TEXT BY CLAUDIA CONTU
What can we learn from bacteria and other microorganisms that live on our phones, or from the mushrooms lingering between the moss and lichens in our forests? Let us journey beyond our all-too-human world, made up of capitalist cycles of production and consumption, where people’s identities are bound to their Amazon carts and social media profiles. Let us wander to the close world of animals, bacteria and microbiomes — a world situated right in front of our eyes and yet often overlook. The exhibition space of eastcontemporary, temporarily closed due to current COVID-19 regulations, becomes a peephole that we can gaze through in an attempt to magnify the shape of our microscopic neighbours through the works of Polish artist Stach Szumski (b.1992, Gdansk) and the Italian Francesco Pacelli (b.1988, Perugia).

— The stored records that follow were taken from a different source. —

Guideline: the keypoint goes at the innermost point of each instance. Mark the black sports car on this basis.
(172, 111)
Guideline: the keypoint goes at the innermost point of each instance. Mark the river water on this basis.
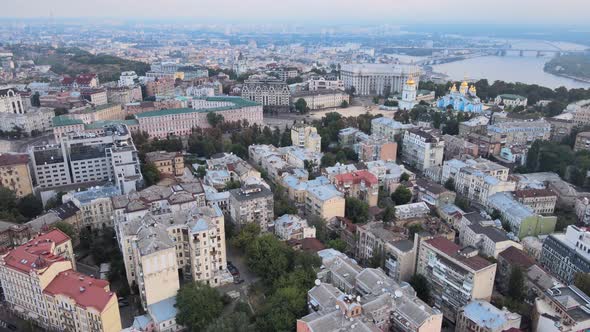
(525, 69)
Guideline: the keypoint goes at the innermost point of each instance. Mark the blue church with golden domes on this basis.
(464, 100)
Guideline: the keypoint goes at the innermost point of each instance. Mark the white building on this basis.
(377, 79)
(293, 227)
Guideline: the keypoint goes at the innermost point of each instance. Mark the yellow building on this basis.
(15, 175)
(39, 283)
(168, 163)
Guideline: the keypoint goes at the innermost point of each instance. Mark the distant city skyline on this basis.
(329, 11)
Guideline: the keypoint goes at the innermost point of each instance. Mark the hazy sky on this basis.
(393, 11)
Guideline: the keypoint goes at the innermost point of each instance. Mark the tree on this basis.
(214, 119)
(356, 210)
(337, 244)
(151, 174)
(404, 177)
(68, 229)
(450, 184)
(30, 206)
(301, 105)
(420, 285)
(401, 195)
(516, 284)
(198, 305)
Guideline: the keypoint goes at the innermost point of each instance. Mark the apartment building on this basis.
(523, 220)
(167, 163)
(370, 79)
(320, 83)
(482, 316)
(321, 99)
(399, 252)
(15, 174)
(381, 304)
(158, 247)
(361, 184)
(389, 128)
(485, 235)
(292, 227)
(422, 149)
(267, 91)
(541, 201)
(324, 201)
(181, 121)
(520, 132)
(39, 283)
(565, 254)
(306, 137)
(89, 157)
(456, 275)
(96, 207)
(252, 204)
(11, 101)
(561, 308)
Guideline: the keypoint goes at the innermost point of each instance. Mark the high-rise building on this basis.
(455, 276)
(377, 79)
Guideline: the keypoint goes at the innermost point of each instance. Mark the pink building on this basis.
(363, 185)
(181, 121)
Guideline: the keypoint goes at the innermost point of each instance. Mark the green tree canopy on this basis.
(198, 305)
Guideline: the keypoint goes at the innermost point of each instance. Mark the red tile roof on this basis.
(515, 256)
(85, 291)
(356, 177)
(453, 250)
(37, 253)
(13, 159)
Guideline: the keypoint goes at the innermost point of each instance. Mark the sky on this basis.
(558, 12)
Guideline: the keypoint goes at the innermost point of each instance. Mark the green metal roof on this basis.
(64, 120)
(237, 103)
(101, 124)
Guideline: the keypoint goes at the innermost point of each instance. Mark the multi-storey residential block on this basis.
(422, 149)
(15, 175)
(293, 227)
(39, 283)
(168, 163)
(181, 121)
(411, 210)
(388, 128)
(95, 205)
(358, 184)
(485, 235)
(377, 79)
(11, 101)
(523, 220)
(267, 91)
(156, 246)
(306, 137)
(455, 276)
(564, 255)
(88, 157)
(390, 306)
(542, 201)
(321, 99)
(252, 204)
(561, 308)
(582, 141)
(482, 316)
(520, 132)
(325, 201)
(321, 83)
(399, 252)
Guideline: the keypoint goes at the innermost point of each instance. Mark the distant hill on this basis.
(73, 61)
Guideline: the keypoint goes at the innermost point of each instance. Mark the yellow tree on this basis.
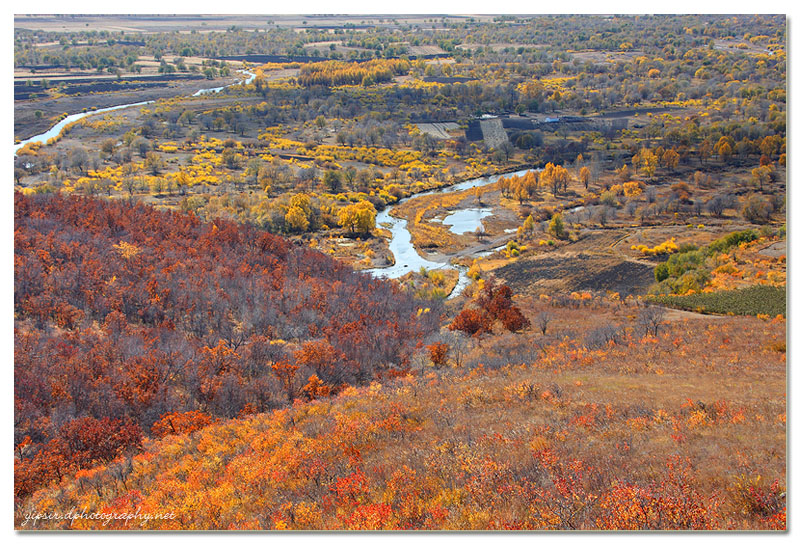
(297, 219)
(358, 217)
(585, 176)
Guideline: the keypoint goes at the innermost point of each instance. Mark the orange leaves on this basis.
(180, 423)
(315, 388)
(285, 372)
(438, 353)
(370, 517)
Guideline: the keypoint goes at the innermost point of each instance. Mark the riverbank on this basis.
(27, 123)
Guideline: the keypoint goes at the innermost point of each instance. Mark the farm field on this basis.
(401, 272)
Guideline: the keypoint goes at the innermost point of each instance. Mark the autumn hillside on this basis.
(634, 431)
(125, 315)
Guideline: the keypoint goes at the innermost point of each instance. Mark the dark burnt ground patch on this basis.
(578, 272)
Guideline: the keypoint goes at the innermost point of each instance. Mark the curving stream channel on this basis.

The four acrylic paintings by Stach presented at eastcontemporary hold a direct link to the microscopic. The canvasses titled The Issue of Office Bacteria are inspired by the clash of spasmodic cleanliness in office environments and the vitality of microscopic life forms contained within. When looking at them, we are surprised by the powerful monochrome images, looking extremely familiar and alien at once. They seem to be frightening at first, but they are certainly not threatening. Exhibiting Stach’s work on bacteria is ironic at the very least, given the current health situation. Yet, by looking at the majestic pieces, we might be inspired to step away from the aspect of fear that the spikes depicted and the words ‘bacteria’ or ‘virus’ now evoke. It might be worth asking, instead, what we have gained from the virus and the deceleration occurred through lockdown. How did we change in response to this new rhythm? I think the bacteria on our skin have felt this deceleration too.
Similarly, to bacteria, mushrooms and lichens live next to one another in symbiosis — helping one another to thrive together. Their connections create networks that are invisible to the human eye but make their colonies organised and in constant communication. Francesco’s work aims at giving an aesthetic form to this natural entanglement. More so, his sculptures, which look extremely abstract at a first glance, hint at the organic structures that, with their shapes, curves, thorns, make us wonder what the microscopic world in a forest might be like or feel like if our human senses could tackle it. The soil is the epidermis of the Earth. It is crossed by nerves, pores, fluids. It is the matter through which mushrooms communicate with one another and sense each human that steps on it. This earthly radio system draws abstract lines that Francesco aims to synthesize through sculpting, holding matter, pushing matter, leaving traces. Who knows, perhaps one day he will be able to speak the language of lichens and mushrooms.